Conservation of energy with a mass and pulley system.

[sdoi]

Homework Statement

Two boxes are attached to opposite ends of a rope passing over a frictionless pulley as shown below. The mass of Box A is 15kg and the mass of box B is 12kg. The system is originally at rest with the bottom of box A at a height of o.85m above the floor. When the system is released, the boxes will move.
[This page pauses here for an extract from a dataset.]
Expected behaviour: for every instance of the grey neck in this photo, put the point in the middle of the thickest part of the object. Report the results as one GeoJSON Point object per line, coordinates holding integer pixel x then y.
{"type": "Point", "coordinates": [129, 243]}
Use conservation of energy to determine the speed with which Box A will contact the floor.

Homework Equations

Eg=mgΔh
Ek= 1/2 mv^2/2
ƩFy=may

The Attempt at a Solution

I started off by drawing free body diagrams of each mass, one at rest, and one in motion.

For mass A:
at rest,
ƩFy=0
Ft+Eg=0
Ft= Eg
= mgΔh
=(15kg)(9.8m/s^2)(0.85m)
Ft=125N

in motion,
ƩFy= may
Fg(A)-Ft= m(A)ay

For mass B:
at rest,
ƩFy=0
Fn-mg=0
Fn=mg
=(12kg)(9.8m/s^2)
Fn=117.6N

in motion,
ƩFy=may
Ft-Fg(B)= m(B)ay

I'm not sure if my original statement of Ft=Eg is accurate... and from this point on I don't know where to go.

 

[grzz]

Why not find the initial and final energies and equate them?

 

[sdoi]

As in, Etotal= Eg, Etotal'=Ek ?

 

[grzz]

System is originally at rest. Hence initial energy = ...
Final energy = ...

 

[asteriatic]

Great job on drawing the free body diagrams and identifying the forces acting on each mass. Your initial statement of Ft=Eg is correct, as they are equal and opposite forces in this system. From here, you can use the conservation of energy principle to solve for the speed with which Box A will contact the floor. This principle states that the total energy of a closed system remains constant, and in this case, the system is only experiencing gravitational potential energy (Eg) and kinetic energy (Ek). Therefore, we can equate the initial potential energy (Eg) to the final kinetic energy (Ek):

Eg = Ek
mgΔh = 1/2 mv^2

Solving for v, we get:

v = √(2gh)

Plugging in the values given in the problem, we get:

v = √(2*9.8m/s^2*0.85m) = 4.38 m/s

Therefore, the speed with which Box A will contact the floor is 4.38 m/s. This solution is only valid if the rope remains taut throughout the motion, and if the pulley is frictionless. Great job on applying the conservation of energy principle to this mass and pulley system!